You are viewing a plain text version of this content. The canonical link for it is here.
Posted to user@hadoop.apache.org by Travis Chung <jt...@gmail.com> on 2016/08/02 11:53:43 UTC

FileSplit clarification

I wanted to get clarification on the start parameter. If I understand
correctly, it's the byte offset from the beginning of the file.

/** Constructs a split with host information
   *
   * @param file the file name
   * @param start the position of the first byte in the file to process
   * @param length the number of bytes in the file to process
   * @param hosts the list of hosts containing the block, possibly null
   */
  public FileSplit(Path file, long start, long length, String[] hosts)

In Hadoop RecordReader blog
<https://hadoopi.wordpress.com/2013/05/27/understand-recordreader-inputsplit/>,
he creates a custom RecordReader and checks to see if he needs to skip the
first line (assuming it's been processed by the previous split).
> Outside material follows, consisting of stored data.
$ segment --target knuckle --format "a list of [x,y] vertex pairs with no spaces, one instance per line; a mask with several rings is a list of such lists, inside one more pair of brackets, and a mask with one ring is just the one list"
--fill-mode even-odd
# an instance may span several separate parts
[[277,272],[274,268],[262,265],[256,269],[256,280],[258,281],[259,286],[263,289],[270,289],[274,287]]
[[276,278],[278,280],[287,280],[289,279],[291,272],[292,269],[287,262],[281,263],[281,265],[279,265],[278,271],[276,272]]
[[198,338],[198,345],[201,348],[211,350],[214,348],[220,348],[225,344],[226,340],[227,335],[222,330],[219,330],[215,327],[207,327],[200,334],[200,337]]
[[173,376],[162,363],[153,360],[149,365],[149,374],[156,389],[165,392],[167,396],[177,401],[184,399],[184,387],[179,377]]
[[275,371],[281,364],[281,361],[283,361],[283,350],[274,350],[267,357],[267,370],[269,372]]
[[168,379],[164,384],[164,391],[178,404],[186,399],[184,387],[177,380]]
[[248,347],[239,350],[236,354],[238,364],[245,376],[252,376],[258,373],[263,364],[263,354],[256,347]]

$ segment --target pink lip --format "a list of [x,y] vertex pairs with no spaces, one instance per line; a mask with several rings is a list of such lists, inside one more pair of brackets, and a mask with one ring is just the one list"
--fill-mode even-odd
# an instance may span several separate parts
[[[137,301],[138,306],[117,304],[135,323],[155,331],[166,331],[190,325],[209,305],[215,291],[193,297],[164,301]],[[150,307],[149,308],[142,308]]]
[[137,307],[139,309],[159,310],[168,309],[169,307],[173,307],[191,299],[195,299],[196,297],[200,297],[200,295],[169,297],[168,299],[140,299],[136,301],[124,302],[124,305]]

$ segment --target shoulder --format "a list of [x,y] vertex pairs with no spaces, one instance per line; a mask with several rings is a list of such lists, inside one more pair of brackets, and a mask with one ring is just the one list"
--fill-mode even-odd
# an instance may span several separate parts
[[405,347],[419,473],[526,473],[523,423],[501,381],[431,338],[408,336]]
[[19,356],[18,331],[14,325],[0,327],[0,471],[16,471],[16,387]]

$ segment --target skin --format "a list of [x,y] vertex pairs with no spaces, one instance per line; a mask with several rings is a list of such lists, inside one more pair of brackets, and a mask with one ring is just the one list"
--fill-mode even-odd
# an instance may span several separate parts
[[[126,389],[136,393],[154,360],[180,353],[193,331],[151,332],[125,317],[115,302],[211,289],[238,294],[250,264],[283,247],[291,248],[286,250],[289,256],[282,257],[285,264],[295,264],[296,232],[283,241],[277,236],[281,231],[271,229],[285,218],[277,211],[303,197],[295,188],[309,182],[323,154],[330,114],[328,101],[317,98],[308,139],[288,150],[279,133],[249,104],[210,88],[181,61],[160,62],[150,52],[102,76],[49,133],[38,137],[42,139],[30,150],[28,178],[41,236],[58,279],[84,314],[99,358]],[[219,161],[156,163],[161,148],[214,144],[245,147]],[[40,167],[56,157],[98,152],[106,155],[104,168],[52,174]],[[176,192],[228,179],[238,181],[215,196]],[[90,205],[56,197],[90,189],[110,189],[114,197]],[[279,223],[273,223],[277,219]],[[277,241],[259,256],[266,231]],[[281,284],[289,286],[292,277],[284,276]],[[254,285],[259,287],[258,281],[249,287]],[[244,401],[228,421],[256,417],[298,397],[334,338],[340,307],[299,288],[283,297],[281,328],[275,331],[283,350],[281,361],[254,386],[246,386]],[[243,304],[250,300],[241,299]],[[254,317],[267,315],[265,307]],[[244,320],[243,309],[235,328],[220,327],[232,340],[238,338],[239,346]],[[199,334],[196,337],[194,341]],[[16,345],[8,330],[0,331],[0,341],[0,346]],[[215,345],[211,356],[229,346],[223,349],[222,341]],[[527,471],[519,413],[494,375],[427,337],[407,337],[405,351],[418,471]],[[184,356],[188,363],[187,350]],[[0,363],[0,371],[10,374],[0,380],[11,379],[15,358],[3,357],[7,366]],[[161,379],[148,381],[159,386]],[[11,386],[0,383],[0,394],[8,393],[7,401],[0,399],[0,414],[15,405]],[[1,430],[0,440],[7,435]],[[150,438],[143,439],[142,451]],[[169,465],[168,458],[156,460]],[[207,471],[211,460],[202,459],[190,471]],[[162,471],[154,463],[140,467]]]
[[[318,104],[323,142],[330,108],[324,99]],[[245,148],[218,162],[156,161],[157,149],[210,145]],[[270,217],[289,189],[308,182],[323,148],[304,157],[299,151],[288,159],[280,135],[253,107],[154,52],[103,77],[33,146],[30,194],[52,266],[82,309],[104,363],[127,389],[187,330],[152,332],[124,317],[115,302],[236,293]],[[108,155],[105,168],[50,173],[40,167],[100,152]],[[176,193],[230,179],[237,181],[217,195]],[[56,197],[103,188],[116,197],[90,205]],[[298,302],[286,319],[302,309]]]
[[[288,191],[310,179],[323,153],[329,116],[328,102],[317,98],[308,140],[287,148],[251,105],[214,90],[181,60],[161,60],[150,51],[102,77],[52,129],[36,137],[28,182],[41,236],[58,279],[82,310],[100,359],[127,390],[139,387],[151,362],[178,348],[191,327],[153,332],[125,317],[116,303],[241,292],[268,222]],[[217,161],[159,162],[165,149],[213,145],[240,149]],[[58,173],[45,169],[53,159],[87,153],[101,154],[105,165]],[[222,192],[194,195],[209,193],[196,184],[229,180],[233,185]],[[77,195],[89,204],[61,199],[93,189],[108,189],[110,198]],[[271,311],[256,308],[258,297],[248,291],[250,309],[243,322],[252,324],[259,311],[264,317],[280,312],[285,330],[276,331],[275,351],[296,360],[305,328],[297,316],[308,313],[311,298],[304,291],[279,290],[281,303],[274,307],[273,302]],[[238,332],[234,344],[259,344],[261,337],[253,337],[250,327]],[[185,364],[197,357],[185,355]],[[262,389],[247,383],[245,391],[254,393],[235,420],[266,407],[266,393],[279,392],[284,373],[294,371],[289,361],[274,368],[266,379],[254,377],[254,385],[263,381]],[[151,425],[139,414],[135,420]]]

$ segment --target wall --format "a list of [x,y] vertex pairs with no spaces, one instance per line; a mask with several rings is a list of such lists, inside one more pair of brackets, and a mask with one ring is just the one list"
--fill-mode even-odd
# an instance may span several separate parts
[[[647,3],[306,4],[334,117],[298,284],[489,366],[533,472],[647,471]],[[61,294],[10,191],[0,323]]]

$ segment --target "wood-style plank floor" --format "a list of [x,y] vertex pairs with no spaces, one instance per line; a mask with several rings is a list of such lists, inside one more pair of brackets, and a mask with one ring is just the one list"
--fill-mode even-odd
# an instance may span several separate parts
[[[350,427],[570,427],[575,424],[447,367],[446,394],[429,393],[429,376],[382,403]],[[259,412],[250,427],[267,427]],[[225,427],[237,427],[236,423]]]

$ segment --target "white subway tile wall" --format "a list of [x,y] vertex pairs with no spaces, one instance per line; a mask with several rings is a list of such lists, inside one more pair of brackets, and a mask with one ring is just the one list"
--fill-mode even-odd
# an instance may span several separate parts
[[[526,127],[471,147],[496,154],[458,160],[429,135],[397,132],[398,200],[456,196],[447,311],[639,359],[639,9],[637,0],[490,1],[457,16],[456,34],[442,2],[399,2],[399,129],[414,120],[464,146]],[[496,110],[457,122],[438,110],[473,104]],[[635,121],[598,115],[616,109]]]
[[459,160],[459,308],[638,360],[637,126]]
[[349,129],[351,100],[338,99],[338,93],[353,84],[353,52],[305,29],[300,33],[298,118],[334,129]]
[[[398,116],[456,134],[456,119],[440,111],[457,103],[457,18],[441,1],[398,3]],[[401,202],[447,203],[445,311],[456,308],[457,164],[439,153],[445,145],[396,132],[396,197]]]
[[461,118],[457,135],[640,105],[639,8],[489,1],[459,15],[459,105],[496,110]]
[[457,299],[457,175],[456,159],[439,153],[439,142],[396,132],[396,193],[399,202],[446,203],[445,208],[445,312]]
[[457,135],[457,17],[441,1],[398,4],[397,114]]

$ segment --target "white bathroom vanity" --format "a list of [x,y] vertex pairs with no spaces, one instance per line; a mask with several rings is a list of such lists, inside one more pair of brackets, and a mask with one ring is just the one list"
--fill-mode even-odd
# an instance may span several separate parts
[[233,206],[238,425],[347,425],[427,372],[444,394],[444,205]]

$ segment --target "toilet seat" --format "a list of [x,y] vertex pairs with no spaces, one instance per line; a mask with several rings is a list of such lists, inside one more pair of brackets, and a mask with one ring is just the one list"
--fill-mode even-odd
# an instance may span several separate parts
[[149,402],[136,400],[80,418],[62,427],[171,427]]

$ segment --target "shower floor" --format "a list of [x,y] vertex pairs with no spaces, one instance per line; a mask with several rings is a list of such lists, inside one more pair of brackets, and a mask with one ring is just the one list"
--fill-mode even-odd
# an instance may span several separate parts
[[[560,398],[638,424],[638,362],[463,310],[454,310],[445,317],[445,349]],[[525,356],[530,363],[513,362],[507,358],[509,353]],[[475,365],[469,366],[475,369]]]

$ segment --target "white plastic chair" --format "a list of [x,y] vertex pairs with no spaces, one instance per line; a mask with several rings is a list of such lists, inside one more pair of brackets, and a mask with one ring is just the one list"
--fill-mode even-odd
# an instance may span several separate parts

Why would he need to skip the first line if getStart() already points to
the beginning of the current split?

In initialize() of CustomRecordReader:

// Split "S" is responsible for all records
// starting from "start" and "end" positions
start = split.getStart();
end = start + split.getLength();

// Retrieve file containing Split "S"
final Path file = split.getPath();
FileSystem fs = file.getFileSystem(job);
FSDataInputStream fileIn = fs.open(split.getPath());

// If Split "S" starts at byte 0, first line will be processed
// If Split "S" does not start at byte 0, first line has been already
// processed by "S-1" and therefore needs to be silently ignored
boolean skipFirstLine = false;
if (start != 0) {
    skipFirstLine = true;
    // Set the file pointer at "start - 1" position.
    // This is to make sure we won't miss any line
    // It could happen if "start" is located on a EOL
    --start;
    fileIn.seek(start);
}